20 November 2013

To think about: age & experience in the D-corps


The seven active Sens defencemen can be classified into three general categories: the young’uns whose hallmark is inconsistency (Wiercioch, Gryba, Borowiecki, Cowen and, yes, even Karlsson), the middle-aged, prime-of-their-career solids (Methot… and that’s it) and the aging veterans (Phillips, Corvo). If there was any true way to quantify quality of play, the graph across those three categories would start low at the first, peak at the second and dip back down at the third.

It’s impossible to stack a team full of prime-of-career players, of course, especially when that point is more nebulous for defenders. But the Sens only have one of these, and this is atypical for a hope-to-contend team. It’s come to the point that Methot was distributed wily-nily among the many younger defenders we have a while back, in an effort to insulate them. Methot was probably feeling as though a turnstile had taken the place of his partner.

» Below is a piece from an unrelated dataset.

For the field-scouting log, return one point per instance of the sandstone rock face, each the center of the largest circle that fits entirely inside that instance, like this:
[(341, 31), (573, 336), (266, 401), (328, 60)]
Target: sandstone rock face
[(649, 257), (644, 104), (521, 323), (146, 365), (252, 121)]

The other pairings sans Methot have continued to flail about. Cowen-Gryba and Karlsson-Cowen don’t look good on paper, and they don’t look too good on the ice either. Putting two young defenders together as an established pair is most likely a disaster plan for the long-term. However, with Ottawa’s surplus of twenty-five-and-under D-men, this situation becomes inevitable, and hence so does disaster.

The addition of age does not translate into smart, “veteran play” naturally, and the jury remains out on what degree of “veteran play” Phillips and Corvo bring to each game. It seems to be generally agreed upon that neither is suitable for the 2nd pairing, which makes one wonder exactly why Corvo was brought in. If either one of our first two pairings lack a reliable presence, well, are they really the first two pairings?

At this point, it’s seeming like—depending on the night and MacLean’s fancy—the Senators have at most one top D-pair, and then a mish-mash of third pairings that, regardless of how you work them, will not produce a level of skill that allows them to face top-six forward competition. We’re not even at the point of debating whether we need a puck-moving blueliner or a bruising defensive defenceman: we just need a player who can solidify the top 4 and allow our young players to develop without sacrificing our defensive play.